After becoming aware of the work of Opera Lab Berlin, journalist and artist Thomas Grötz produced a radio show for Deutschlandradio Kultur that has been broadcasted as part of the series "New Music" with the title "Contemporary field research: The Opera Lab Berlin" on June 7, 2016.
The show has interviews with members of the ensemble, excerpts from past productions and reflection on our artistic work in the context of the current contemporary music theater world. The episode is a great way to hear a portrait of Opera Lab Berlin.
“Thunderous applause. The performers Thorbjörn Björnsson, Angela Braun, Sophie Catherin, Bettina Gfeller, Magnús Hallur Jónsson and Timotheus Maas as well as the percussionists Evdoxia Filippou and Victor Barceló are being celebrated. The director Eva-Maria Weiß and stage and costume designer Lisa Fütterer enter the stage with the conductor and musical director Antoine Daurat. And the audience blissfully exits the theatre. Since 2013 Opera Lab, a more or less open pool of performers, directors and composers, produces music theatre shows in loose sequence in Berlin - in various places, with changing casts and ideas. It proved to be a wonderful format tonight at the leftwing Ackerstadtpalast. The ensemble doesn’t seek giant productions with long-term planning, but rather small carefully distilled experiments: open for unsecured ideas, improvised elements and an undogmatic handling of scores.”

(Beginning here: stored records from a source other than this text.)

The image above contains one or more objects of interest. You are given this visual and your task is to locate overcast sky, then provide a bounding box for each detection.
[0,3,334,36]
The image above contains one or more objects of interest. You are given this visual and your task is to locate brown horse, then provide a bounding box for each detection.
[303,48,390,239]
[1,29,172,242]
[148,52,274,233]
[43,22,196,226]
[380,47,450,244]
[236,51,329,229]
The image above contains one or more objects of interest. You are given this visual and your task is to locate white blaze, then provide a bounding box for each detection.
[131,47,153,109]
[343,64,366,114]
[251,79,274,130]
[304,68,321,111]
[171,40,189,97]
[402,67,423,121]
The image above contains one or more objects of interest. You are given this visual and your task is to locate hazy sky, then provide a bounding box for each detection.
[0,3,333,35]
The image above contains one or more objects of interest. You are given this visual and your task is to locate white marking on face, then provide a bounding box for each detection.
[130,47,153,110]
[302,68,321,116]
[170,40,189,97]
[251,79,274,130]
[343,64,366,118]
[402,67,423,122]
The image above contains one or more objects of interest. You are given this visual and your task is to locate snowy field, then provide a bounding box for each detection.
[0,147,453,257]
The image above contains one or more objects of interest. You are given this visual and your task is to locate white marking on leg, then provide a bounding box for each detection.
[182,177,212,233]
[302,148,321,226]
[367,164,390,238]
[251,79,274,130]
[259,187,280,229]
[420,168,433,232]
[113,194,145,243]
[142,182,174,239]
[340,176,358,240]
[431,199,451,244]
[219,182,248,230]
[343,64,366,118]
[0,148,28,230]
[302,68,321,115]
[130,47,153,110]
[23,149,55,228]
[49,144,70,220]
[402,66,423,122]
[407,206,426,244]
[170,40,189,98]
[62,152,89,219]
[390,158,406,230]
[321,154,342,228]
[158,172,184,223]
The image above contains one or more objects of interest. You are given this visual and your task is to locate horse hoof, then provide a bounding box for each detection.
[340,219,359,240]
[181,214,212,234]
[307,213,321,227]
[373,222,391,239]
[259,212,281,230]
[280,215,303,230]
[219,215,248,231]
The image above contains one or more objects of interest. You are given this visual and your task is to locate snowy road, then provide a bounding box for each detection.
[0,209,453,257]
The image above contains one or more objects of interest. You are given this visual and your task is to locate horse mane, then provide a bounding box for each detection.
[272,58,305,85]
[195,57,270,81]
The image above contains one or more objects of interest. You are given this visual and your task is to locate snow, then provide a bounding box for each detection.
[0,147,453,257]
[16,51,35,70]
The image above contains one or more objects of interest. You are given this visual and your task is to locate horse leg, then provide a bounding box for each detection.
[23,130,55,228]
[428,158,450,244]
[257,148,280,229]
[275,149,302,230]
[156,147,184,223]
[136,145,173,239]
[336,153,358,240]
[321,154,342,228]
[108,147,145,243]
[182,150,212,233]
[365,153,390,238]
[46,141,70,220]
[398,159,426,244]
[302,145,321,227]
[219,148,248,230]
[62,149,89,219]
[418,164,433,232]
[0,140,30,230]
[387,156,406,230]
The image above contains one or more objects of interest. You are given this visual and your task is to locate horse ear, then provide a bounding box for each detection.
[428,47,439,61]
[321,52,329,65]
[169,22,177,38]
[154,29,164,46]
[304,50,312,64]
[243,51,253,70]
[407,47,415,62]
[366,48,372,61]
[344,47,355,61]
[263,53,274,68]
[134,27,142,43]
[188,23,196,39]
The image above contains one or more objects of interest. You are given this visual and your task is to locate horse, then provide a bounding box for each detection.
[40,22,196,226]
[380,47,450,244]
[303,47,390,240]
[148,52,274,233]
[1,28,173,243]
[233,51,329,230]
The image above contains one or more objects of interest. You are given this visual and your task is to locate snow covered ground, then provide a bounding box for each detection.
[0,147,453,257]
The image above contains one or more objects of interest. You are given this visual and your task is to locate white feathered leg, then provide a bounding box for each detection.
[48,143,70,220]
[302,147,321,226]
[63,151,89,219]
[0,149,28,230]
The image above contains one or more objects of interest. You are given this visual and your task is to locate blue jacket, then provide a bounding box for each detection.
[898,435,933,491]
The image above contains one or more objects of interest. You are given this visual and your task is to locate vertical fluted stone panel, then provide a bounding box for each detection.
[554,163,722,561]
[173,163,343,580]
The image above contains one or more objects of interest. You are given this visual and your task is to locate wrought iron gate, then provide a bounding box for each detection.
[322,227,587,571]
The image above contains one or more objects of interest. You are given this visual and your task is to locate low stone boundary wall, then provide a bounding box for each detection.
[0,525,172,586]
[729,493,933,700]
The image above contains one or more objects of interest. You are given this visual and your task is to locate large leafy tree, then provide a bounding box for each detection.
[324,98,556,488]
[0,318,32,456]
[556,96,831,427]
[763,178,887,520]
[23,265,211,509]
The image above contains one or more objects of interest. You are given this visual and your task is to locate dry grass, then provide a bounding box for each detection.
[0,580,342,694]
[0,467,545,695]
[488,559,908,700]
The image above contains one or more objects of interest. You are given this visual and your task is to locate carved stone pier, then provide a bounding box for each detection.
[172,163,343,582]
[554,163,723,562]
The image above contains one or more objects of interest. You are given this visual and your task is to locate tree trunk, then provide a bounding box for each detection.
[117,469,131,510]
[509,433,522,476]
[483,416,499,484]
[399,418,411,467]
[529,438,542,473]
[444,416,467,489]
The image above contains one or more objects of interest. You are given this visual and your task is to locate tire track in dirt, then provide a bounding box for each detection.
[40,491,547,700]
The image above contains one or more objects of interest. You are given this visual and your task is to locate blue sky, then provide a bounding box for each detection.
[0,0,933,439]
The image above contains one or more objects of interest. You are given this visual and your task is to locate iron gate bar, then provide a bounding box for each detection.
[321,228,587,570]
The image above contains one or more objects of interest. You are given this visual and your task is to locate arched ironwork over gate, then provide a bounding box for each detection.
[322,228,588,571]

"It’s fun to discover the various visual and historical quotations - the lady turns out to be Yoko Ono, the cellist is a personification of Man Ray‘s photographs, and so on. Salon Q is the composer Evan Gardner’s directorial debut; he entertainingly mixes various tableaus from the history of the string quartet with the electric guitar, bass and drums of the Beatles.
The various members of the quartet develop subtle personalities throughout the piece, although certainly within the context of common clichés. Nolundi Tschudi is a perfect Yoko Ono - aloof, narcissistic and with a heavily applied sensibility."
“The instrumentalists extend that soundscape of panting and shivering, of swelling and barking with great artistry and some delight. Sciarrino’s music captivates through clear contrasting situations, which are depicted in the instrumentation. It is very old psychological, onomatopoeic music, which is immediately filled with meaning by the scene action, on a scene which Flimm arranges like the traveling artists summer fair in the Hexenkessel-Hoftheater.”
"Since the two separate orchestras required by Sciarrino’s score cannot both fit in the performance space, one must play from outside through an open door to the other. Wondrous lyrical correspondences arise as a result between the performers as they share echoes of skeletonized expression through harmonics, key noises, and distorted oscillating sounds.
The force of sound created by David Robert Coleman dominates the audible landscape, a conductor who clearly breathes with the music. He has found excellent partners in Opera Lab Berlin."
“The bizarre location lends a strong element of magic to this new production, but the evening’s greatest strengths are musical. David Robert Coleman leads the assured players of the Opera Lab Berlin in a taut, engrossing account of the score.”